Our Approach
The 12-Step Approach.
For more than 25 years, the authentic 12 Steps have been the heart of recovery at Renaissance Ranch — woven together with Gospel-centered principles and clinically proven, evidence-based therapy.
Why the 12 Steps work
Addiction isolates. It convinces a man that he can fight alone, that he is beyond help, that he is the sum of his worst moments. The 12 Steps dismantle that lie. They move a man out of isolation and into honesty, accountability, and a relationship with God and with other men who have walked the same road.
At Renaissance Ranch, the Steps are not a worksheet to finish — they are a way of living that continues long after treatment ends. Paired with individual and group therapy, trauma-informed care, and our lifelong Band of Brothers alumni community, the 12 Steps give men a durable foundation for lasting sobriety.
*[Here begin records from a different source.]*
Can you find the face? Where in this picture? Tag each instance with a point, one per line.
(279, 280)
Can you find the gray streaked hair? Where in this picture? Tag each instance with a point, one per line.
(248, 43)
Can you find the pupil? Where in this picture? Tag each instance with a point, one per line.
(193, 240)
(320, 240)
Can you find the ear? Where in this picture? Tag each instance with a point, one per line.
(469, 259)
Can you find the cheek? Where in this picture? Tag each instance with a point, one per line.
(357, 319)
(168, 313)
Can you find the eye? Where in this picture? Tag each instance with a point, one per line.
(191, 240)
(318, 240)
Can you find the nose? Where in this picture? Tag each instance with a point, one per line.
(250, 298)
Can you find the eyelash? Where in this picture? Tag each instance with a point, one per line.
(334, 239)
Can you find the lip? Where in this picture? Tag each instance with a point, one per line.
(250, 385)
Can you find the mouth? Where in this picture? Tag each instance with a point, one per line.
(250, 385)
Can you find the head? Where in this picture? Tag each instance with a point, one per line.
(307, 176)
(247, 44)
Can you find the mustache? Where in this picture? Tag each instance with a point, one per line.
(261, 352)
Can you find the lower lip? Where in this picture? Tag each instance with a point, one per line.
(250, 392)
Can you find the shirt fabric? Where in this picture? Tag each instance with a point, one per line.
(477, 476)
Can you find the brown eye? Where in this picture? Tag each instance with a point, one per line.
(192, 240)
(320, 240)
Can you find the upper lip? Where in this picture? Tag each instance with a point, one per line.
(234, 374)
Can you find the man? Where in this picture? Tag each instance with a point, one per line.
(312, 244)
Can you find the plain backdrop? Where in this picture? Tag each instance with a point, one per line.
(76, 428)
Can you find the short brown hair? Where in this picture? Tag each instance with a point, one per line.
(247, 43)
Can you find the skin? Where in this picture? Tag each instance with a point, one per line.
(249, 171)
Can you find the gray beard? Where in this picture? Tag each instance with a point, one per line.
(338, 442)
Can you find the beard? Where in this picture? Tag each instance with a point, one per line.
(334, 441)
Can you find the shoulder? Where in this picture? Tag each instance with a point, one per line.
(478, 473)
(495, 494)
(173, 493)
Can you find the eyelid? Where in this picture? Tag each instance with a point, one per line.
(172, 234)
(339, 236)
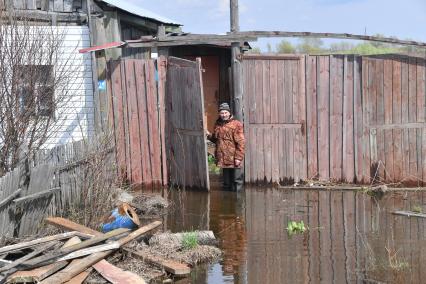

Faith woven through every step
Our program is Gospel-centered. We believe true and lasting change comes through a relationship with God — and the Steps are built around exactly that: surrender, honesty, repentance, restitution, and service. You do not need to belong to any particular faith or denomination to recover here. We simply ask that you stay open to the spiritual side of recovery and to the Higher Power as you understand Him.
We are owned and operated by people who have walked this road themselves and been made stronger by it. That lived experience is why our approach is honest, compassionate, and grounded — and why our outcomes are tracked and independently audited.
The Twelve Steps
- 1We admitted we were powerless over our addiction — that our lives had become unmanageable.
- 2Came to believe that a Power greater than ourselves could restore us to sanity.
- 3Made a decision to turn our will and our lives over to the care of God as we understood Him.
- 4Made a searching and fearless moral inventory of ourselves.
- 5Admitted to God, to ourselves, and to another human being the exact nature of our wrongs.
- 6Were entirely ready to have God remove all these defects of character.
- 7Humbly asked Him to remove our shortcomings.
- 8Made a list of all persons we had harmed, and became willing to make amends to them all.
- 9Made direct amends to such people wherever possible, except when to do so would injure them or others.
- 10Continued to take personal inventory, and when we were wrong promptly admitted it.
- 11Sought through prayer and meditation to improve our conscious contact with God, praying only for knowledge of His will for us and the power to carry that out.
- 12Having had a spiritual awakening as the result of these steps, we tried to carry this message to others and to practice these principles in all our affairs.